We are going to do some QoS work. By reserving a DHCP IP address – assigning a consistent private IP address to the phone – we give the router a specific address (always!) for translation. Then we open up some specific ports, but only for that private IP address, thereby keeping the rest of the network secure.
Now The Dirt
Step one, open Airport Utility and log into your router. Then select the Network tab. You’ll see this, but with blank boxes where it says DHCP Reservations and Port Settings …
We are going to reserve an address for your phone here. DHCP reservations are based on MAC address, a kind of serial number for the network interfaces of all devices. So we need to get the MAC address for the Wi-Fi antenna of your phone. To do so, select the Settings icon on said phone, then go to General / About. You should see a screen like below:
Write down the six groups of two letter/number combinations, separate by colons, you see next to “Wi-Fi Address”. Example: A1:2B:C3:4D:E5:6F (yes, fake).
Then, go back to Airport Utility, and under DHCP Reservations select the “+” sign. You will get a dropdown like so …
Enter something in the Description box – I used “phone” because it is so damn original – and select “MAC Address” from the Reserve Address By dropdown. Then enter the MAC address you got from your phone into the next box (it should do the colons for you), and finally an IP address anywhere in the “DHCP Range” from the prior screen. For example, my router’s range is set to 10.0.1.2 to 10.0.1.5, a stingy four IP address; I used the first two for my computers, so the next was 10.0.1.4, which gets assigned to my phone. A clue here … notice that only the last number needs changing. When done there hit save.

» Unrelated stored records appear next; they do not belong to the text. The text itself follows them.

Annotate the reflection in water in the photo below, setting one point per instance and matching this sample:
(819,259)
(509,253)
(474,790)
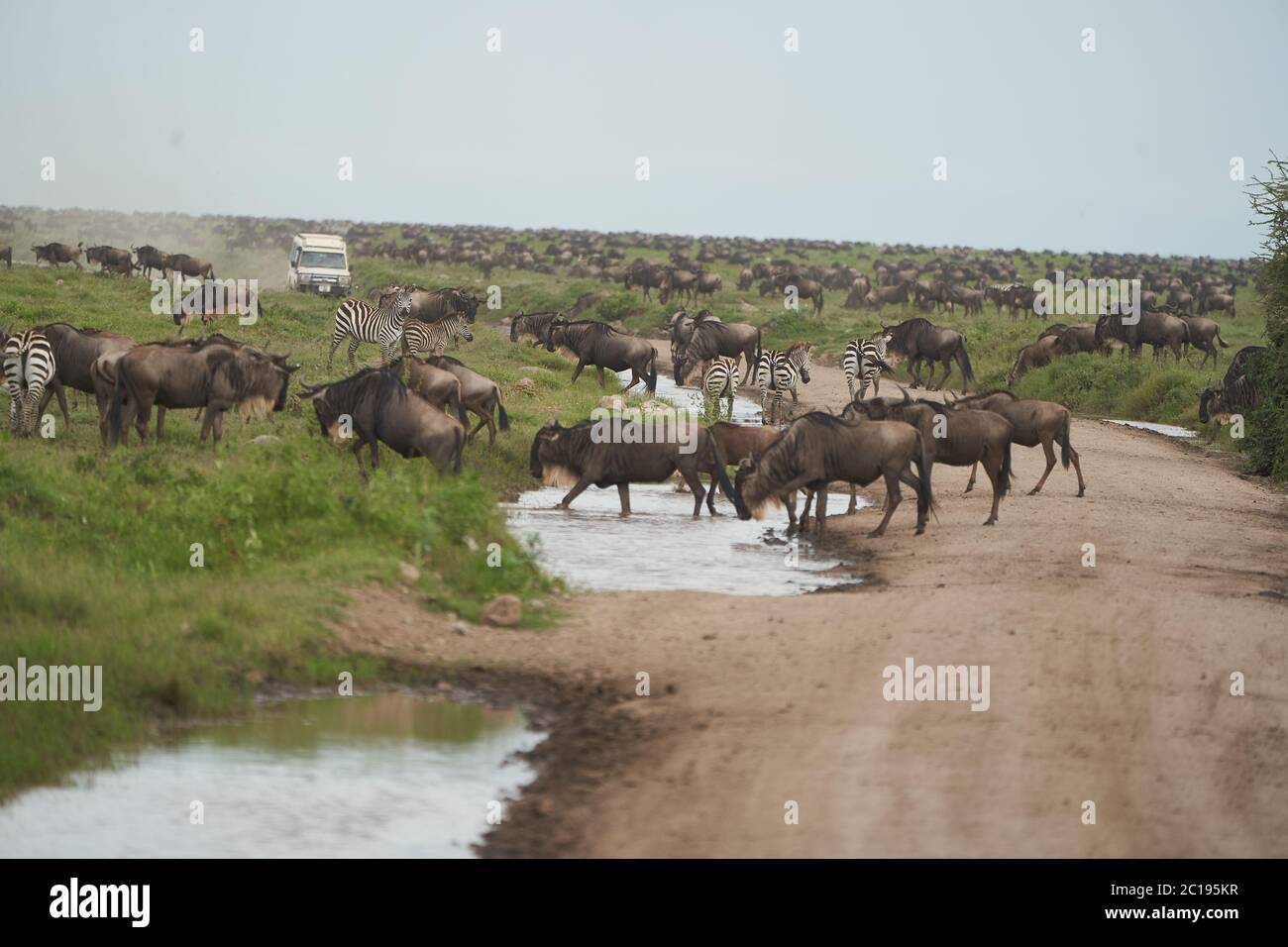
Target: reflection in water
(1170,429)
(661,547)
(386,775)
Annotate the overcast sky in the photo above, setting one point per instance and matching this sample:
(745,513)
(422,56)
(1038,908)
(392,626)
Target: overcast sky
(1127,147)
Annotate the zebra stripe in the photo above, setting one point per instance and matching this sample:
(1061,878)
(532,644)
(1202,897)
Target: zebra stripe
(780,371)
(721,380)
(433,337)
(366,322)
(864,359)
(29,365)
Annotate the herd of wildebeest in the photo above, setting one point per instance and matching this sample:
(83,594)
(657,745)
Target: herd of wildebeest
(419,399)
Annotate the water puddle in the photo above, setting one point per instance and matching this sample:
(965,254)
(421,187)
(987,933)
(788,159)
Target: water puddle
(660,547)
(1170,429)
(378,776)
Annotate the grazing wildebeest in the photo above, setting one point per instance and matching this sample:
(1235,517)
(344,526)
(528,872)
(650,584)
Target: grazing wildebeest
(149,258)
(56,254)
(957,438)
(111,260)
(1031,423)
(380,408)
(1205,335)
(531,324)
(480,394)
(578,458)
(739,441)
(1234,393)
(921,341)
(1158,329)
(201,373)
(604,347)
(819,447)
(75,354)
(1035,355)
(439,386)
(188,265)
(711,338)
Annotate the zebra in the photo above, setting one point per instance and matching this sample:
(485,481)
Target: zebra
(778,371)
(366,322)
(433,337)
(864,360)
(720,380)
(29,367)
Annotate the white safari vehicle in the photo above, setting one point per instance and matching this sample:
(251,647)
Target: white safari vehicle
(320,263)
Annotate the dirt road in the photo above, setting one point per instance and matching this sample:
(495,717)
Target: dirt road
(1109,684)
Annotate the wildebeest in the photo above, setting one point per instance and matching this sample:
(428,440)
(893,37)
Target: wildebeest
(819,447)
(1205,335)
(75,354)
(1031,423)
(188,265)
(1234,393)
(56,254)
(1158,329)
(921,341)
(604,347)
(480,394)
(1035,355)
(531,324)
(111,260)
(439,386)
(579,458)
(381,408)
(957,438)
(149,258)
(711,338)
(741,441)
(196,373)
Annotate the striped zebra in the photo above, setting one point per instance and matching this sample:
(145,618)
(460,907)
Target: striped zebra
(366,322)
(432,338)
(29,367)
(778,371)
(720,380)
(864,360)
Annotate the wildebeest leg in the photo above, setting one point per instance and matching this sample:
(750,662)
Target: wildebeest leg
(578,489)
(1050,453)
(893,499)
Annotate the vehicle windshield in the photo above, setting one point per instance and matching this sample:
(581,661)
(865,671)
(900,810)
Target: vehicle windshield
(320,258)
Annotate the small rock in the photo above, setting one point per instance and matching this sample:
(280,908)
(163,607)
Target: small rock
(503,609)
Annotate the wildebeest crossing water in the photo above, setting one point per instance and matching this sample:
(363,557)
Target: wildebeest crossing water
(386,775)
(661,547)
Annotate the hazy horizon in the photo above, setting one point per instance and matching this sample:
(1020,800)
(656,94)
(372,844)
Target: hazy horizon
(1125,150)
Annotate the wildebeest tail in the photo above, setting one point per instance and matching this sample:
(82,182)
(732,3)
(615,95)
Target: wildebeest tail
(114,411)
(925,499)
(964,363)
(725,484)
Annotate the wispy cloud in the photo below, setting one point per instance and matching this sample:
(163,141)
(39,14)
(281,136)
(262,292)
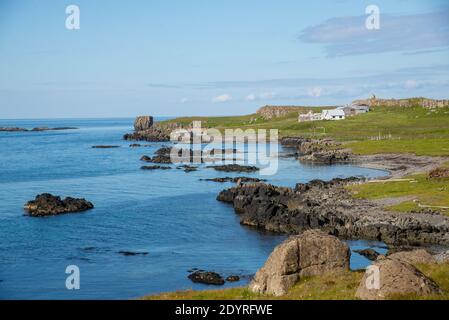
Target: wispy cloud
(344,36)
(222,98)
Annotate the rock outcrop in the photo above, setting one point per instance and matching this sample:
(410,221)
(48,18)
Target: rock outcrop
(206,277)
(330,207)
(370,254)
(322,151)
(48,205)
(390,278)
(146,130)
(309,254)
(143,123)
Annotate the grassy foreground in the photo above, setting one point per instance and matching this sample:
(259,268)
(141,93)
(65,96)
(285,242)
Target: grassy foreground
(326,287)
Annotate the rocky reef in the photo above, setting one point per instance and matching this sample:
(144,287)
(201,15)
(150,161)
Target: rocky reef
(146,130)
(330,207)
(49,205)
(322,151)
(206,277)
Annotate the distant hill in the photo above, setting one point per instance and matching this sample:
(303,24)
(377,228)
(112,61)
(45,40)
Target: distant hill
(409,102)
(270,112)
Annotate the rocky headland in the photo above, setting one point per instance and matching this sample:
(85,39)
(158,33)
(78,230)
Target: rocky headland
(329,206)
(145,129)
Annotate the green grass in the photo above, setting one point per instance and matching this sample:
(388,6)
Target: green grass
(434,192)
(383,130)
(438,273)
(325,287)
(420,147)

Next, we are going to “free up” ports to use with that particular IP address you just assigned to your phone. Start by clicking the “+” under Port Settings, and look for this:
Now remember those Wi-Fi calling ports for iPhones I mentioned earlier? They are 500 and 4500, using UDP (User Datagram Protocol i.e. a topic for another time), and the rest for Apple products can be found here). We are going to do the last action twice, once for each of those port numbers. Just fill in like the above image, replacing my IP address assignment with yours, save and then repeat for the next port by clicking the “+” again like below.
At this point you should be set. All you need to do now is save all changes, usually prompted by exiting Airport Utility (or the admin interface of your favorite router) or hitting the/some “Update” button, at which point your router will reset. It is also a good idea to turn off the Wi-Fi on all devices previously connected to your router, and restart your phone; that phone should pick up the IP address you’ve assigned it from here on out, and your calls over Wi-Fi should be substantially improved.
MG signing off (with a “your welcome”)
Editors note: the author has done QoS tuning on numerous IP telephony systems, including small-scale business phones and some very large interactive voice response platforms in call centers. However, your result may vary, ’cause he doesn’t know absolutely everything and that’s just how disclaimers go.